Development capital expenditure at Skouries for 2018 is expected to be $20 million as the project fully transitions to care and maintenance.  Ongoing care and maintenance costs are estimated to be $3-5 million per year once fully ramped down.


During 2017, Stratoni processed 153,000 tonnes of ore at grades of 6.0% lead, 9.5% zinc and 159 grams per tonne silver, compared to original guidance of 200,000 tonnes of ore at grades of 6.0% lead, 9.7% zinc and 155 grams per tonne silver.   Production was lower due to slower development of the deepest drive which limited access to some ore.

For 2018, Stratoni is expected to process 160,000 tonnes of ore at grades 7.2% lead, 8.7 % zinc and 175 grams per tonne silver. Sustaining capital expenditure at Stratoni is expected to be $8 million and development capital expenditure is expected to be $4 million for the year.  

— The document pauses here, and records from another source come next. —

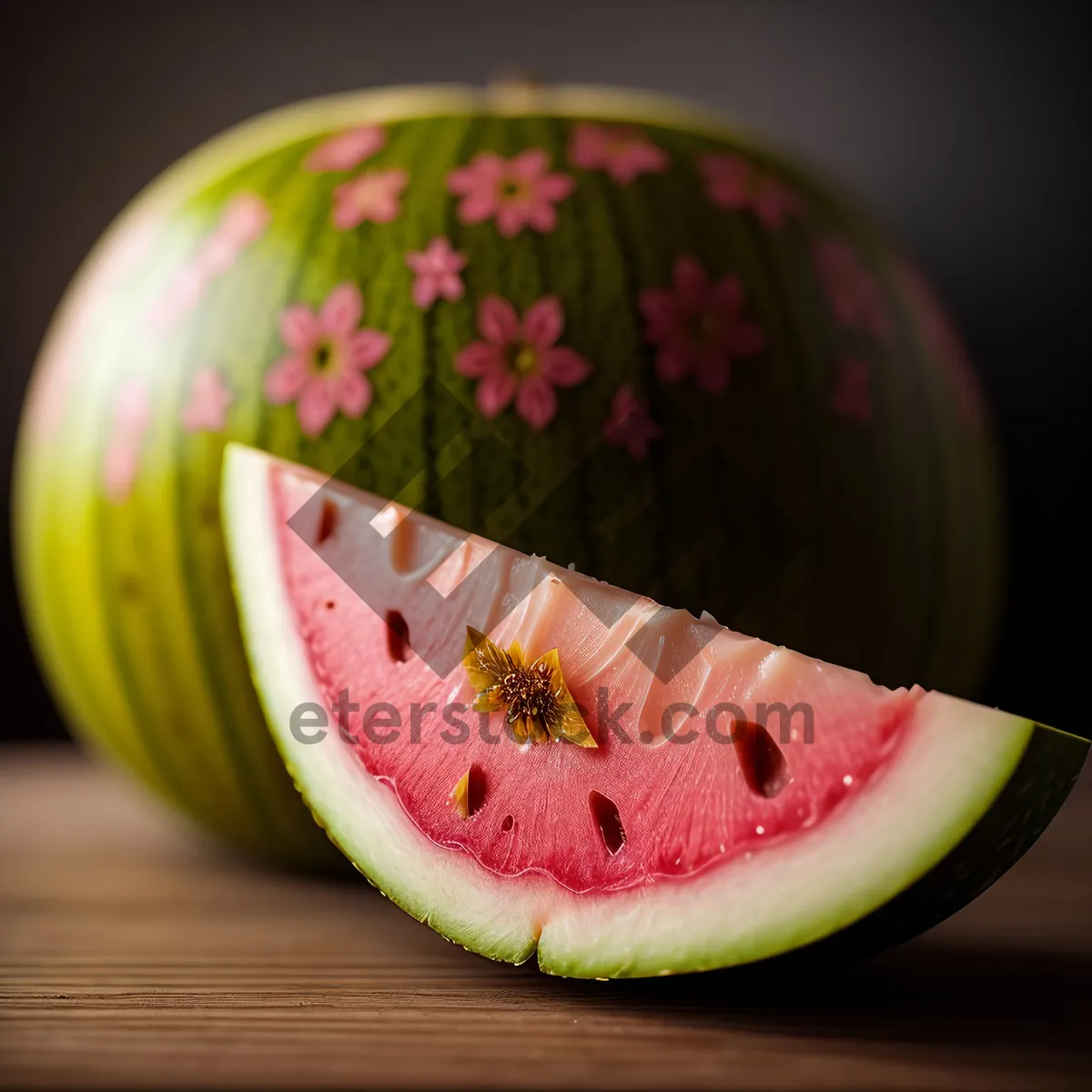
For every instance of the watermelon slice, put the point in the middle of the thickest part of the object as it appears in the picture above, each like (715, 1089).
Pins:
(732, 801)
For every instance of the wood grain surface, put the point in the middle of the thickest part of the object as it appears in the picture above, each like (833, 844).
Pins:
(136, 954)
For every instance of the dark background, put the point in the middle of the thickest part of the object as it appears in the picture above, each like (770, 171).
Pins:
(966, 126)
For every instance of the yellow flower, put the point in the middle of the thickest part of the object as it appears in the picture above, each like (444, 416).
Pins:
(535, 696)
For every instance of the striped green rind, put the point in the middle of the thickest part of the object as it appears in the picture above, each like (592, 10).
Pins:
(811, 530)
(966, 794)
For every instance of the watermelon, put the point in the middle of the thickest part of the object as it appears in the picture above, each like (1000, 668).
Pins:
(592, 325)
(618, 819)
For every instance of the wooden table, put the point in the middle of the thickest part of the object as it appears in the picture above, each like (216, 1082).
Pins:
(132, 953)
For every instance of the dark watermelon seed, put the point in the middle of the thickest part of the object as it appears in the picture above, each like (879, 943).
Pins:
(398, 637)
(475, 790)
(605, 814)
(762, 760)
(328, 522)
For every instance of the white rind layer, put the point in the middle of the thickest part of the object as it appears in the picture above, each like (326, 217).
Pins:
(956, 759)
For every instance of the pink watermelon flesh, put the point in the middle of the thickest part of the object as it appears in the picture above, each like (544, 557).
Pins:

During 2017 the Company completed the Integra acquisition and began work at its 100% wholly-owned Lamaque project.  In addition to the ongoing resource upgrade and resource expansion drilling, the Lamaque pre-feasibility study continued on schedule and is expected to be complete with maiden reserves by the end of the first quarter 2018.

During 2017 test mining extracted 47,750 tonnes of ore with an average head grade of 8.6 g/t gold, with approximately 35,400 tonnes processed at a nearby custom milling facility.  Results from the first two batches (32,000 tonnes) indicate that gold grade was in line with expectations and recoveries were slightly higher than anticipated at an average 95.4% for the toll treatment.

Capital expenditures at Lamaque in 2018 are forecast to be $120 million, including $20 million of capitalized mine operating costs.  The Company expects to extract roughly 200,000 tonnes of ore grading 7.29 grams per tonne gold, containing approximately 40,000 ounces and anticipates toll milling a portion of the ore and producing 15,000 to 25,000 ounces.

Commercial production remains forecast for 2019 and is expected to be confirmed with the release of the pre-feasibility study.



The Company expects to spend approximately $9 million in development capital during 2018 with the focus on continuing infrastructure projects and advancing permitting and support engineering, as defined in the 2015 Feasibility Study.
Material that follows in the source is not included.